Mentale Gesundheit wurde im Laufe der drei Jahre immer stärker als wichtiges Thema von den Organisationen wahrgenommen. Mit AHAR (CoP für digitale Integration) wurde eine Organisation Teil der Community, die sich explizit für das Wohlbefinden von Aktivisten einsetzt und psychosoziale Unterstützung für gefährdete Bevölkerungsgruppen durch Peer-Support-Programme anbietet. Im Juli 2021 wurden "Mental Health Circles" ins Leben gerufen – Online-Sitzungen, bei denen Fachleute für psychische Gesundheit die psychische Gesundheit und das allgemeines Wohlbefinden der Aktivist*innen fördern.
Auf der FIFAfrica 2021 im September 2021 war das DHRLab durch die Organisationen WOUGNET, Pollicy, Paradigm Initiative, CIPESA Uganda mit diversen Sessions vertreten.
The next Chapter
Im November 2021 begann für das DHRLab “The next Chapter”, was bedeutete, dass das betterplace lab und Future Challenges als initiierende Organisationen sich aus der aktiven Zusammenarbeit mit den ugandischen Organisationen zurückziehen würden und diese in die Hände der Community vor Ort sukzessive übergab. Mit einem festlichen Event wurde der Übergang in die neue Phase des Projektes eingeläutet. (Bericht)
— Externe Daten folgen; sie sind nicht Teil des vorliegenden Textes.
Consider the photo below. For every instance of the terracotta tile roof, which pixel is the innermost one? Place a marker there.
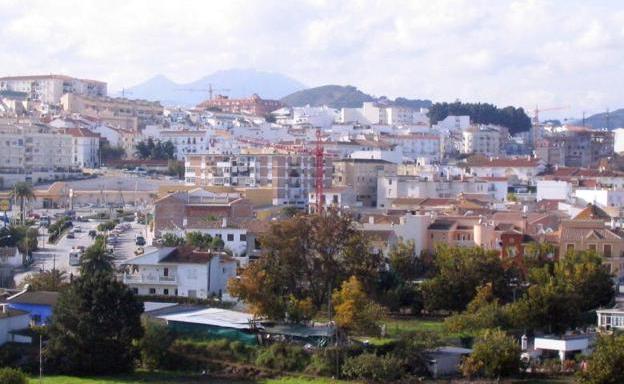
(592, 212)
Für uns brachen also die letzten Monate an. Es galt, Prozesse, die bisher von den drei Partnerorganisationen gemeinsam geleitet wurden an unsere ugandische Partnerorganisation Pollicy und die Community zu übergeben. Die gesamte redaktionelle Arbeit wanderte in die Hände der Engagement Leads. Währenddessen liefen diverse Workshops, Trainings und Linking & Learning Sessions in den Communities of Practices, um die kollaborative Arbeitsweise zu verstetigen. Organisationen des DHRLab beteiligten sich in diesem Zeitraum an Konferenzen bzw. luden selbst ein (z.B. WOUGNET am Internationalen Frauentag).
Schließlich endete unsere Zusammenarbeit Ende März mit einem Event unter dem Motto #DHRLcollaborating4impact. Das Digital Human Rights Lab steht nun auf eigenen Füßen und führt die von uns initiierte Arbeit selbst fort. Wir empfehlen den Besuch der Homepage des Digital Human Rights Labs, um aktuelle Aktivitäten und weiterführende Informationen zu Organisationen, CoPs und Arbeitsgruppen über den Blog und die Eventseiten zu erhalten. Zuguterletzt sind die Aktivitäten des DHRLab auch auf den Social Media Kanälen zu verfolgen (Twitter, Facebook, Instagram) zu verfolgen.
Partner & Finanzierung
Human Rights in the digital Age“ - also "Menschenrechtsschutz im digitalen Zeitalter" ist ein dreijähriges Projekt, das von betterplace lab und Future Challenges im Rahmen eines Zuschussvertrags mit der Deutschen Gesellschaft für Internationale Zusammenarbeit (GIZ) entwickelt und umgesetzt wurde. Das Programm zur Stärkung von Governance und Zivilgesellschaft in Uganda wird vom Bundesministerium für wirtschaftliche Zusammenarbeit und Entwicklung (BMZ) im Rahmen seiner Digital-Afrika-Initiative finanziert.
Pollicy ist ein feministisches Kollektiv von Technolog*innen, Datenwissenschaftler*innen, Kreativen und Akademiker*innen, die an der Schnittstelle von Daten, Design und Technologie arbeiten und forschen.
Future Challenges ist eine gemeinnützige Organisation, die sich dafür einsetzt, die Wirkung der Arbeit von Grassroots-Menschenrechtsorganisationen zu verbessern.